Bolivian President grounded in Austria over Snowden fears, sparking fury in Latin America

Evo Morales' plane was refused leave to overfly four Western European nations in the early hours of this morning.

Morales with Putin yesterday. Photograph: Getty Images

The Bolivian President, Evo Morales, was forced to redirect his plane home from Russia last night due to apparent suspicion it was carrying Edward Snowden, the NSA whistleblower. Morales had to make an unscheduled landing in Vienna, which his staff blamed on France and Portugal, who, the staff say, withdrew their permission for the plane to pass through their airspace.

Both Austrian and Bolivian officials say that Snowden was not, in fact, on the plane. The Bolivian foreign minister, David Choquehuanca, told reporters that "We don't know who invented this lie. We want to denounce to the international community this injustice with the plane of President Evo Morales."

The suspicion seems to have been based on comments Morales made on Monday, while attending an energy conference in Moscow.

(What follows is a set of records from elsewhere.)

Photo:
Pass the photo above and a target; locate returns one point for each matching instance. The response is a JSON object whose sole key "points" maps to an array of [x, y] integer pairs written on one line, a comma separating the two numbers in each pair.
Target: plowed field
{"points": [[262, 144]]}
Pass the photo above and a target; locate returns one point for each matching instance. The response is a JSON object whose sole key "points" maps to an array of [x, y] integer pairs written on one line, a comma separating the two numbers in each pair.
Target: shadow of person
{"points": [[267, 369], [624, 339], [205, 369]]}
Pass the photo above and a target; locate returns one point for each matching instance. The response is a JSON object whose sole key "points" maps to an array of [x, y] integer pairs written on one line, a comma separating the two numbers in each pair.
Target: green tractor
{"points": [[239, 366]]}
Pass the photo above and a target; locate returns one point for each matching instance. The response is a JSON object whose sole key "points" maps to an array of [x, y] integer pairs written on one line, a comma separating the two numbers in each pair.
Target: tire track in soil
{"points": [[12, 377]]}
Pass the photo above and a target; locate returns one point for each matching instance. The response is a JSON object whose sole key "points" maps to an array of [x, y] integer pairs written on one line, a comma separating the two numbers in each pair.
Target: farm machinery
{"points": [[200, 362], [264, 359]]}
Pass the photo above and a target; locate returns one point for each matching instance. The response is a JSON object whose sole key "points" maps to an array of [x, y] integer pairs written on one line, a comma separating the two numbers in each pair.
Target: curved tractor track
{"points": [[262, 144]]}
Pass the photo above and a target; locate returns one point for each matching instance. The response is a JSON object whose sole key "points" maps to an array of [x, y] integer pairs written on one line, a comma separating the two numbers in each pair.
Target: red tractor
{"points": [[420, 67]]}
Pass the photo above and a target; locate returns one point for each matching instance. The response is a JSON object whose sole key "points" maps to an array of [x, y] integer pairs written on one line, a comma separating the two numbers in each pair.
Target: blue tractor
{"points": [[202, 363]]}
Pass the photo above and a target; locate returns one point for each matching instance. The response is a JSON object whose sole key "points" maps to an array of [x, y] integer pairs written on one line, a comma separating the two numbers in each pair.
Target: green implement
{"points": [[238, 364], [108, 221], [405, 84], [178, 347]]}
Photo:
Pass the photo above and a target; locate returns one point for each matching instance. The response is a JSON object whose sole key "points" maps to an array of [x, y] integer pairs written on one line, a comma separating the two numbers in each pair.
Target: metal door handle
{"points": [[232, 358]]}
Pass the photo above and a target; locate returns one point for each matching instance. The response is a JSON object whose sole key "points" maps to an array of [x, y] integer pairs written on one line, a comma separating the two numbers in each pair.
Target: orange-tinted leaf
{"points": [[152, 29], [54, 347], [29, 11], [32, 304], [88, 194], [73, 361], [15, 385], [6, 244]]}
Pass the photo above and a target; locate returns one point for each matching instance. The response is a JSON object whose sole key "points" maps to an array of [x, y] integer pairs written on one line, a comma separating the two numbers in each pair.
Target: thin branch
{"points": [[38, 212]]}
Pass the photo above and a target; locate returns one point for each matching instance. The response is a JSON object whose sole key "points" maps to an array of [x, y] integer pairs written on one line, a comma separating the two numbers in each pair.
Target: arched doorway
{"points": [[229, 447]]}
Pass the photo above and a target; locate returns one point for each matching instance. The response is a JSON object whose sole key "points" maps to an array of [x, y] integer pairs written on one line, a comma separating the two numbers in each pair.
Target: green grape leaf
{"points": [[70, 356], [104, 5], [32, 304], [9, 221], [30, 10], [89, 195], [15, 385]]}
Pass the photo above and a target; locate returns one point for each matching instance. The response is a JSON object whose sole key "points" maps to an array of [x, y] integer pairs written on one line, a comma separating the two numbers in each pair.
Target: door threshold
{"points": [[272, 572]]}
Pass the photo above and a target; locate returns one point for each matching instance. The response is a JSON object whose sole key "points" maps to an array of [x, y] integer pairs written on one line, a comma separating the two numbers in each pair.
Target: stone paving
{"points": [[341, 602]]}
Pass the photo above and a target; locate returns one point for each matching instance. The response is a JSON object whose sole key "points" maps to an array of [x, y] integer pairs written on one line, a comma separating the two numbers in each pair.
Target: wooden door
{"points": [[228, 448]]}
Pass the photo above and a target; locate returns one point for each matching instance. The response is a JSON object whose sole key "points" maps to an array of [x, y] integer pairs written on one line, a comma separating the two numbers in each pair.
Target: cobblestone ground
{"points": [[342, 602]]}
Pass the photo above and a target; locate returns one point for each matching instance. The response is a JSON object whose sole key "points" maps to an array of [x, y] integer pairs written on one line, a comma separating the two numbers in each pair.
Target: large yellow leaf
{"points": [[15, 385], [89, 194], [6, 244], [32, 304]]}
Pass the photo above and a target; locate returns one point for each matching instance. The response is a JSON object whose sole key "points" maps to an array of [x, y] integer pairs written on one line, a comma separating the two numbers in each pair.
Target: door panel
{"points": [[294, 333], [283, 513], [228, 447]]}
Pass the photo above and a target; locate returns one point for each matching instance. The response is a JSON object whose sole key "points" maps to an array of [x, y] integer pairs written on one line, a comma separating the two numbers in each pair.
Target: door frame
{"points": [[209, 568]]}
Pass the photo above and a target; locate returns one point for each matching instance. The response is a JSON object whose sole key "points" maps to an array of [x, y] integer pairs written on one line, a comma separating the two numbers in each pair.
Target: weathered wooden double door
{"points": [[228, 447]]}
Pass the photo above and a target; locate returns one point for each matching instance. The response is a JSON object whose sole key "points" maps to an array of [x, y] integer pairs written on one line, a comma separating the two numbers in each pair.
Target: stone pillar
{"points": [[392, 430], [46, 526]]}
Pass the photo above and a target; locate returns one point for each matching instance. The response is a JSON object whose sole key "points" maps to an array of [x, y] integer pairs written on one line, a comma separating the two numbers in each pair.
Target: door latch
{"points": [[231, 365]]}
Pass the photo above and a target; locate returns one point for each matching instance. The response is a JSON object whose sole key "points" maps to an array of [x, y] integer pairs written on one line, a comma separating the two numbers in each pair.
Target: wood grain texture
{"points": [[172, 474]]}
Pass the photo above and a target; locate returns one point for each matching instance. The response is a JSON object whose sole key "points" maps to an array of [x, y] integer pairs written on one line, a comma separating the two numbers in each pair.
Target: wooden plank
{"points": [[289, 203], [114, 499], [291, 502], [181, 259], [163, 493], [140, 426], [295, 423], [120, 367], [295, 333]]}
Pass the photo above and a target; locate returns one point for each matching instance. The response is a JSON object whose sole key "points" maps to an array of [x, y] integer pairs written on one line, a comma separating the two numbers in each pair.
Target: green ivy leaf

Asked on Russia Today if he would give asylum to Snowden, the New York Times reports that he responded, "Yes, why not? Of course, Bolivia is ready to take in people who denounce — I don’t know if this is espionage or monitoring. We are here." He added that the country had not received a request for asylum.

Based on those fears, it appears that France and Portugal – as well as Spain and Italy, according to Bolivian defence minister Ruben Saavedra Soto – decided they were better off not getting involved, and refused the plane leave to fly through their airspace.

The fallout from the decision has been major. Morales was "kidnapped by imperialism", in the words of Bolivia's Vice President Alvaro Garcia; Argentine President Cristina Kirchner is tweeting regularly about the incident, saying "No se si ponerme a reír o llorar" (I don't know whether to laugh or to cry); Kirchner also says she has spoken to Uruguay's president, José Mujica, who is "indignado" (indignant) at the situation; and Rafael Correa, President of Ecuador, writes "Decisive hours for UNASUR! Either we graduated from the colonies, or we claim our independence, sovereignty and dignity. We are all Bolivia!"

 

 

The most important question remains unanswered, though: what was the extent of US involvement in the affront? Saavedra, Bolivia's defence minister, thinks so, saying "This is a hostile act by the United States State Department which has used various European governments". If it turns out that the American government did explicitly tell the European nations to ground Morales, that is a wound which will not heal quickly.